As for the sheep, well, McAtee had her fair share of them as well. The McAtees grew alfalfa on a 20-acre Hailey farm just south of where Friedman Memorial Airport stands today; they brought their hay to the sheep corral at the end of the Union Pacific line in Ketchum. The corral, located near today's Park and Ride lot, would hold sheep before they were loaded onto Chicago-bound cattle cars.

With Val at the wheel, the McAtees would drive their hay-loaded truck to the corral.

"I used to go out in the truck and pitch the hay to the sheep—it was kind of fun," she says.

On that same farm, Gladys' daughter Marilyn McAtee, 65, remembers a farm that took a lot of family work, but that was a little slice of heaven. A large garden fed the family. Cows, sheep and pigs grazed and Gladys would sell milk to the local creamery and would occasionally sell chickens in Sun Valley.

"Time was fleeting for (having) a farm in Hailey," says Marilyn of the early growth that sent the McAtees looking for land again. They would eventually find their private Shangri-la five miles out Croy Canyon.

Near the front door of the McAtee home hang the trophy heads of various animals that Val and his sons hunted back in the day: deer, antelope, and mountain goat. The house's water comes from the same well built when they settled there in the 1960s. The McAtees paid the city of Hailey to bring electricity and telephone wires, lines now used by dozens of Croy Creek homes.

Val and Gladys McAtee were born and raised in Center, Colo. Val's grandmother was the first McAtee in the Wood River Valley; she moved to Bellevue's Poverty Flats, where she would eventually die of a tick bite and its attendant Rocky Mountain Spotted Fever.
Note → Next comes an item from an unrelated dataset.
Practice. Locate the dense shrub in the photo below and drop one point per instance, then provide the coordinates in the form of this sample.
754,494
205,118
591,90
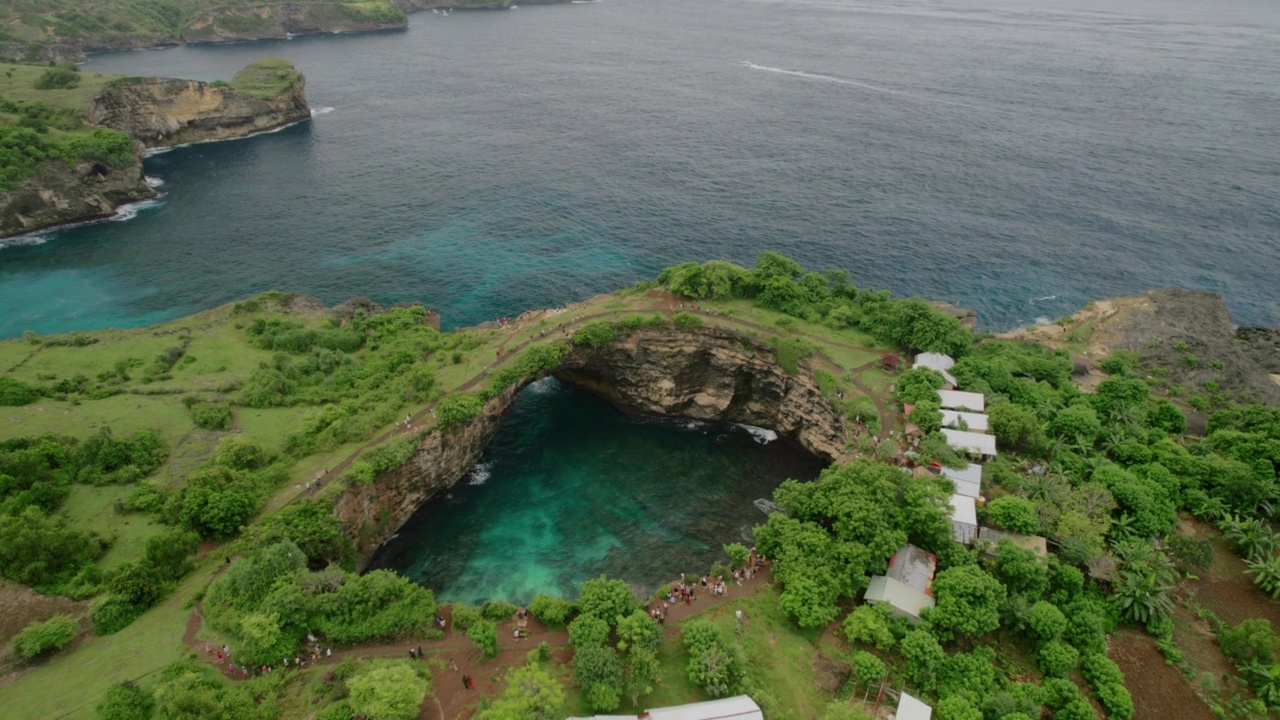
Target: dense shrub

As the oldest living member of a five-generation family, Gladys McAtee is today a great-great grandmother to Adrian, 3, and Ivan Gonzales, 7 months, of Shoshone.

McAtee is honored that she has been chosen to represent Hailey as one of this summer's Heritage Court Ladies, a program established by the Blaine County Historical Museum to honor the valley's living heritage.

"I feel like Cinderella, I feel like someone is shaking a wand over my head," McAtee says. Meanwhile, she is readying herself for the four summer parades showcasing the Heritage Court.

"I have to go out and run around the hills to get my legs where I can climb up on those wagons," she said.

McAtee represents some of this valley's best heritage; the story of her life is rife with tales of community support, simple pleasures, and the astounding success of a 72-year marriage.

"We came up the hard way, but we made it," McAtee reflects, adding "We had a good life, a wonderful life really."

Heritage Court Ladies

The Heritage Court Ladies—Anita Gray, of Ketchum/Sun Valley; Orpha Smith Mecham, of Carey; Lula Banker Shoemaker, of Bellevue; and Gladys McAtee, of Hailey—will be honored Sunday, June 26, by the Blaine County Historical Museum at a coronation and pageant at the Liberty Theatre in Hailey. The four ladies will ride in a vintage carriage in Hailey's Days of the Old West Fourth of July Parade, Carey's Pioneer Days Parade, Ketchum's Big Hitch Wagon Days Parade, and Bellevue's Labor Day Parade.